Depression and lower cognitive status are associated with rapid functional decline in Alzheimer's patients

More symptoms of depression and lower cognitive status are independently associated with a more rapid decline in the ability to handle tasks of everyday living, according to a study by Columbia University Medical Center researchers in this month's Journal of Alzheimer's Disease.

Although these findings are observational, they could suggest that providing mental health treatment for people with Alzheimer's disease might slow the loss of independence, said senior author Yaakov Stern, PhD, professor of neuropsychology (in neurology, psychiatry, psychology, the Taub Institute for Research on Alzheimer's Disease and the Aging Brain and the Gertrude H. Sergievsky Center) at CUMC.

"This is the first paper to show that declines in function and cognition are inter-related over time, and that the presence of depression is associated with more rapid functional decline," said Dr. Stern, who also directs the Cognitive Neuroscience Division of the Department of Neurology at CUMC.

Because almost half of Alzheimer's patients have depression, the researchers, who were studying the long-term association between cognitive and functional abilities in the disease, also looked at the role of depressive symptoms in disease progression. They reviewed data that tracked changes in cognition, depression, and daily functioning in 517 patients with probable Alzheimer's at NewYork-Presbyterian Hospital/Columbia, Johns Hopkins School of Medicine, Massachusetts General Hospital, and the Hôpital de la Salpêtrière in Paris, France. Patients were assessed prospectively every six months for more than 5.5 years.

"Making a prognosis for Alzheimer's disease is notoriously difficult because patients progress at such different rates," said first author Laura B. Zahodne, PhD, a postdoctoral fellow in the cognitive neuroscience division in the Department of Neurology and the Taub Institute at CUMC. "These results show that not only should we measure patients' memory and thinking abilities, we should also assess their depression, anxiety, and other psychological symptoms that may affect their prognosis."

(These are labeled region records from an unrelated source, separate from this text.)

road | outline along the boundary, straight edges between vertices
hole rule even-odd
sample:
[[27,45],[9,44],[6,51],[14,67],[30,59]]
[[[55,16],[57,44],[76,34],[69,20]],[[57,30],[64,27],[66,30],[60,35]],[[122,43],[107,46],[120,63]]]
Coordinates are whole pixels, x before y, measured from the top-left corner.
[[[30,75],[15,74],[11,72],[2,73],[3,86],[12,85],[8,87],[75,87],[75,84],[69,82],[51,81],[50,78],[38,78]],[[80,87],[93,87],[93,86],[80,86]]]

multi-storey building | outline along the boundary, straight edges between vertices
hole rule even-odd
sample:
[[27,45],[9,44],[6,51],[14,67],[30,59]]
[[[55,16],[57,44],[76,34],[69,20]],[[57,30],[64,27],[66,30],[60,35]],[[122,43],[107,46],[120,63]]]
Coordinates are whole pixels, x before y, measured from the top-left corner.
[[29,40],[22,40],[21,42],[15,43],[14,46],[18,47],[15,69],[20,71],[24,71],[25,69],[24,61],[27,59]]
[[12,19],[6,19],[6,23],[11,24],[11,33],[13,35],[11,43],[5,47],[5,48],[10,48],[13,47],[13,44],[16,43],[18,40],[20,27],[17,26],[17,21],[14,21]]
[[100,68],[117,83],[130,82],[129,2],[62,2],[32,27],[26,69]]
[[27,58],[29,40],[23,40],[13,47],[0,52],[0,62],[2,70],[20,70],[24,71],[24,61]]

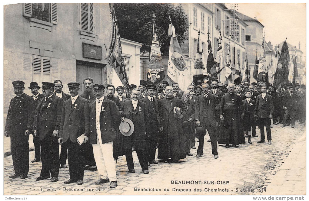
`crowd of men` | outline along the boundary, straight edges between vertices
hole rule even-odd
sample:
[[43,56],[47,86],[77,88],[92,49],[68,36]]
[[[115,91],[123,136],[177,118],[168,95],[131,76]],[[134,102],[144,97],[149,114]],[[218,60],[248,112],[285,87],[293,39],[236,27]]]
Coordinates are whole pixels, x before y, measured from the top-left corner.
[[90,77],[83,83],[80,95],[78,83],[68,83],[70,96],[63,92],[60,80],[42,82],[42,94],[32,82],[30,96],[24,93],[23,82],[13,82],[16,96],[10,103],[5,130],[11,137],[15,171],[10,178],[28,177],[31,133],[35,152],[31,162],[42,162],[37,181],[51,176],[51,182],[57,182],[59,168],[67,168],[67,155],[70,178],[65,184],[82,184],[88,165],[97,169],[96,184],[110,182],[113,188],[117,185],[114,159],[125,155],[129,172],[134,173],[133,151],[142,172],[148,174],[152,164],[179,163],[186,155],[193,156],[197,138],[196,157],[202,156],[206,133],[216,159],[218,144],[237,147],[246,143],[245,137],[252,144],[252,134],[258,137],[257,126],[261,135],[257,142],[265,142],[265,127],[271,145],[272,119],[273,124],[292,128],[296,121],[305,120],[305,86],[297,83],[285,83],[278,90],[261,82],[242,82],[235,86],[214,81],[193,83],[182,91],[178,83],[169,86],[164,81],[157,87],[131,84],[129,97],[122,86],[105,88]]

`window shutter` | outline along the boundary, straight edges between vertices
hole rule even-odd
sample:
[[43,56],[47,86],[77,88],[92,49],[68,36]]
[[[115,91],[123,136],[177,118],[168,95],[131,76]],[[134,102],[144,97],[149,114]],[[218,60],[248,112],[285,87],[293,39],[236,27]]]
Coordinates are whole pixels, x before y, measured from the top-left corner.
[[57,24],[57,3],[51,3],[51,16],[52,23],[54,24]]
[[23,3],[23,16],[29,18],[32,17],[32,3]]

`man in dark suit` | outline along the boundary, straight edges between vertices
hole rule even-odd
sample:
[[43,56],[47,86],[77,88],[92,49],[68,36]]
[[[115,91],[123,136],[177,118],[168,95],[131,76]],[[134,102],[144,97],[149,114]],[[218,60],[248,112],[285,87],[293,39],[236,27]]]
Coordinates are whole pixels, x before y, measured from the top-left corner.
[[77,138],[84,133],[84,143],[88,140],[90,129],[90,108],[88,100],[78,94],[79,83],[72,82],[68,84],[71,98],[64,101],[62,107],[58,141],[60,144],[66,143],[68,147],[68,161],[70,178],[65,184],[84,182],[85,159]]
[[263,85],[261,87],[262,93],[257,96],[256,101],[256,118],[258,118],[259,127],[261,131],[261,140],[258,143],[265,142],[265,134],[264,126],[266,127],[268,144],[271,144],[271,132],[270,131],[270,121],[273,118],[273,104],[271,96],[266,93],[267,88],[266,85]]
[[119,109],[114,101],[105,98],[105,87],[93,85],[97,101],[90,105],[91,129],[89,142],[92,145],[93,155],[100,179],[96,184],[110,181],[110,188],[117,186],[115,162],[113,158],[113,142],[116,140],[116,131],[121,121]]
[[155,86],[149,84],[146,86],[147,95],[141,99],[141,101],[146,104],[148,110],[149,117],[146,122],[146,153],[147,160],[150,164],[159,164],[155,159],[156,148],[158,142],[158,133],[160,130],[159,123],[158,100],[154,97]]
[[195,142],[195,134],[194,132],[194,111],[195,108],[195,103],[194,101],[190,100],[190,91],[185,90],[184,92],[182,98],[181,100],[188,110],[187,116],[183,118],[182,122],[182,129],[186,142],[186,154],[192,156],[193,154],[190,152],[191,143],[193,141]]
[[59,174],[59,144],[63,100],[53,93],[55,84],[42,83],[44,98],[39,101],[33,120],[33,133],[41,146],[42,169],[36,181],[46,179],[51,175],[52,182],[58,181]]
[[[55,84],[55,91],[54,94],[60,98],[62,98],[63,101],[65,101],[71,97],[71,96],[66,94],[62,91],[63,85],[62,82],[60,80],[56,80],[54,81]],[[68,166],[66,165],[66,156],[68,154],[68,148],[66,147],[66,144],[61,145],[61,150],[60,153],[60,166],[63,168],[67,168]]]
[[132,156],[132,147],[136,150],[142,170],[144,174],[149,173],[148,162],[145,150],[146,125],[148,122],[148,110],[146,104],[139,100],[140,92],[137,89],[132,90],[131,99],[123,103],[120,109],[121,119],[129,119],[134,125],[133,133],[128,136],[122,136],[123,148],[129,172],[134,173],[134,164]]
[[[36,102],[36,106],[37,105],[39,100],[40,99],[44,98],[44,95],[39,92],[40,89],[40,86],[38,85],[38,83],[35,82],[32,82],[30,83],[30,87],[28,87],[31,90],[32,93],[32,97]],[[39,162],[41,160],[41,148],[40,145],[40,140],[37,137],[34,136],[33,133],[32,133],[33,136],[33,144],[34,144],[34,159],[31,161],[31,162]]]
[[36,103],[33,99],[23,92],[25,83],[12,83],[16,96],[10,103],[4,134],[11,137],[11,153],[15,174],[10,178],[28,177],[29,170],[29,134],[32,128]]
[[[218,158],[218,147],[215,131],[218,125],[219,115],[219,101],[216,96],[210,94],[210,87],[208,84],[202,84],[203,94],[197,97],[195,102],[195,117],[197,126],[204,126],[208,131],[211,142],[212,154],[215,159]],[[203,155],[205,134],[199,137],[199,142],[197,148],[197,158]]]

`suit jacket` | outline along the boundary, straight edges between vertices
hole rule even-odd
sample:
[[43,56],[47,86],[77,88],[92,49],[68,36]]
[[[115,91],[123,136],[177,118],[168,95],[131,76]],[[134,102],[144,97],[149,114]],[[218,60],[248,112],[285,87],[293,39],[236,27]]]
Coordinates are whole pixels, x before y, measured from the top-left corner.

The title of the paper is "Coupled Cognitive and Functional Change in Alzheimer's Disease and the Influence of Depressive Symptoms" (JAD Volume 34/Issue 4 (March 2013)). Devangere Devanand, MD, professor of clinical psychiatry and neurology at CUMC, co-director of the Memory Disorders Center at NewYork-Presbyterian/Columbia, and director of the Division of Geriatric Psychiatry at the New York State Psychiatric Institute, also contributed to this paper.

The study was supported by grants from the National Institute of Aging (R01 AG007370 and T32 AG00261). This research was also supported by the Irving Institute for Clinical and Translational Research at CUMC, which is supported by the National Institutes of Health (NIH) Clinical and Translational Science Award (CTSA) program, through grant UL1 TR000040.